- Born: 管坤良 1963 (age 62–63) Tongxiang, Zhejiang Province, China
- Education: Hangzhou University (BS), Purdue University (PhD)
- Known for: Protein tyrosine phosphatase
- Awards: MacArthur Award
- Scientific career
- Fields: Biochemistry
- Institutions: University of Michigan, University of California, San Diego
- Doctoral advisor: Henry Weiner

= Kun-Liang Guan =

Sino-American biochemist

Kun-Liang Guan (管坤良 (Guǎn Kūnliǎng); born 1963) is a Chinese and American biochemist. He won the MacArthur Award in 1998.

==Career==
In 1963, Guan was born in Tongxiang (Jiaxing, Zhejiang Province), China. In 1982, Guan graduated (B.S.) from the department of biology, Hangzhou University (previous and current Zhejiang University). He did his postgraduate study at Purdue University (Ph.D. 1989; Advisor: Prof. Henry Weiner). In 1992, Guan joined the faculty in the University of Michigan Department of Biological Chemistry. From 1996 to 2000, he was an associate professor at the University of Michigan. In 2000 Guan became a professor (Halvor Christensen Collegiate Professor in Life Sciences, 2003–2007) at the University of Michigan.

In 1998, Kun-Liang Guan was rewarded a MacArthur Fellowship, with a grant of $230,000 over five years. Before this, he won the Schering-Plough Award, by the American Society for Biochemistry and Molecular Biology (ASBMB).

Guan currently is a professor of the Molecular Cell Biology lab at Westlake University, Hangzhou. Guan's research focuses on cancer biology and the intracellular signal transduction in cell growth regulation. Guan has made seminal contributions in the fields of protein tyrosine phosphatase, Mitogen-Activated Protein (MAP) kinase, and the mammalian Target of Rapamycin (mTOR) pathways. Guan and his team have published numerous influential papers in, many publications, such as Cell, Nature and Science.

Research in Guan's laboratory focuses on intracellular signal transduction in cell growth regulation and cancer biology.

Tuberous sclerosis complex (TSC) is an autosomal dominant disorder characterized by the development of benign tumors in a wide range of tissues. Mutations in either the TSC1 or TSC2 tumor suppressor gene are responsible for TSC disease. TSC1 and TSC2 proteins form a physical and functional complex.

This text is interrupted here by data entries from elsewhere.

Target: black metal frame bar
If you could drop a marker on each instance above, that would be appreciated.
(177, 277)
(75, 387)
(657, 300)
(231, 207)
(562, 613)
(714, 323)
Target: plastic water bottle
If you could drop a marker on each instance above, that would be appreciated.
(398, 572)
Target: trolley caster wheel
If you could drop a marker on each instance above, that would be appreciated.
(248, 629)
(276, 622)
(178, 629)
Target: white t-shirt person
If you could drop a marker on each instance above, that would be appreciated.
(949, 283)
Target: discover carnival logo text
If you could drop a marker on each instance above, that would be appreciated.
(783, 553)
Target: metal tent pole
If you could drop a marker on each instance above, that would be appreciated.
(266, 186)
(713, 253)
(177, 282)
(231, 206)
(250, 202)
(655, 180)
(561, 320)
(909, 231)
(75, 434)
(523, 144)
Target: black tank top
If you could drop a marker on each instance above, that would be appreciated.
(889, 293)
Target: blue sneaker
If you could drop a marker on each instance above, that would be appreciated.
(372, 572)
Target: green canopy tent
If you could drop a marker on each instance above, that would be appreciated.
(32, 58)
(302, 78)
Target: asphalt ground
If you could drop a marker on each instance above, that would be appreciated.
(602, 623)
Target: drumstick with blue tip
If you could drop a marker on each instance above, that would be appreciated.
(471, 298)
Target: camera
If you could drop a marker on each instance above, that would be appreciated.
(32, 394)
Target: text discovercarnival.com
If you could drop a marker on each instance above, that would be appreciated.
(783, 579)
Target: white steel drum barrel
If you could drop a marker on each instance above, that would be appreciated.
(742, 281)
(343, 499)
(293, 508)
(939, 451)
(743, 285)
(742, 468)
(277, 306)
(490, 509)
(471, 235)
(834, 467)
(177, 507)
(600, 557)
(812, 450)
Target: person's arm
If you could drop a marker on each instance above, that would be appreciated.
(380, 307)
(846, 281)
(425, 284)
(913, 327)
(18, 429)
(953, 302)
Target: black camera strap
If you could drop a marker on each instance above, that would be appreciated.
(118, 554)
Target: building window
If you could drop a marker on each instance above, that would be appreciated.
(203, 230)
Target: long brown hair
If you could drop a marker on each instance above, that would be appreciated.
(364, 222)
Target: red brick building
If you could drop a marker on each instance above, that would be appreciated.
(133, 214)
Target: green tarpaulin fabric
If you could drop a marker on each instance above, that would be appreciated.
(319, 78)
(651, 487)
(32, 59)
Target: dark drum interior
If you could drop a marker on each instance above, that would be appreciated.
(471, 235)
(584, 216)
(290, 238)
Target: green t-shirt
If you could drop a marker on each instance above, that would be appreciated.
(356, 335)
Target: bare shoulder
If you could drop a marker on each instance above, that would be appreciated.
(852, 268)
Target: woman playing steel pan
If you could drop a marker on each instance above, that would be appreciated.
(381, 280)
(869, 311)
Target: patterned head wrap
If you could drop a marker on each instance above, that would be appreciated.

Recent studies from Guan's laboratory demonstrate that TSC1/TSC2 functions to inhibit the mammalian target of rapamycin (mTOR), which is a central cell growth controller conserved from yeast to human. mTOR integrates a wide range of signals, including growth factors, nutrients, and stress conditions, to regulate cell growth and cell size.

Two distinct TOR complexes, TORC1 and TORC2, have been identified. These two TOR complexes phosphorylate different substrates and have distinct physiological functions. For example, TORC1 phosphorylates the ribosomal S6 kinase (S6K), thereby regulating translation and cell growth.

In contrast, TORC2 phosphorylates and activates AKT, a key kinase involved in cell growth and apoptosis. Guan and his team are interested in how mTOR is regulated by upstream signals, such nutrients and cellular energy levels. In addition, they are studying the mechanism of mTOR activation by the phosphatidyl inositol 3-kinase (PI3K).

The second project in his laboratory is studying the novel Hippo tumor suppressor pathway. Recent genetic studies in Drosophila have shown that the Hippo signaling pathway plays a key role in restricting organ size by controlling both cell proliferation and apoptosis. Components of the Hippo pathway are highly conserved in mammalian cells. Acting down stream of the Hippo pathway is the YAP oncogene, which encodes a transcription co-activator.

Their recent studies have shown that regulation of YAP by the Hippo pathway plays a critical role in cell contact inhibition. Furthermore, YAP is elevated in many human cancers. The main focus of this project is to elucidate the physiological regulation of the Hippo pathway and to understand how dysregulation of the pathway contributes to tumorigenesis.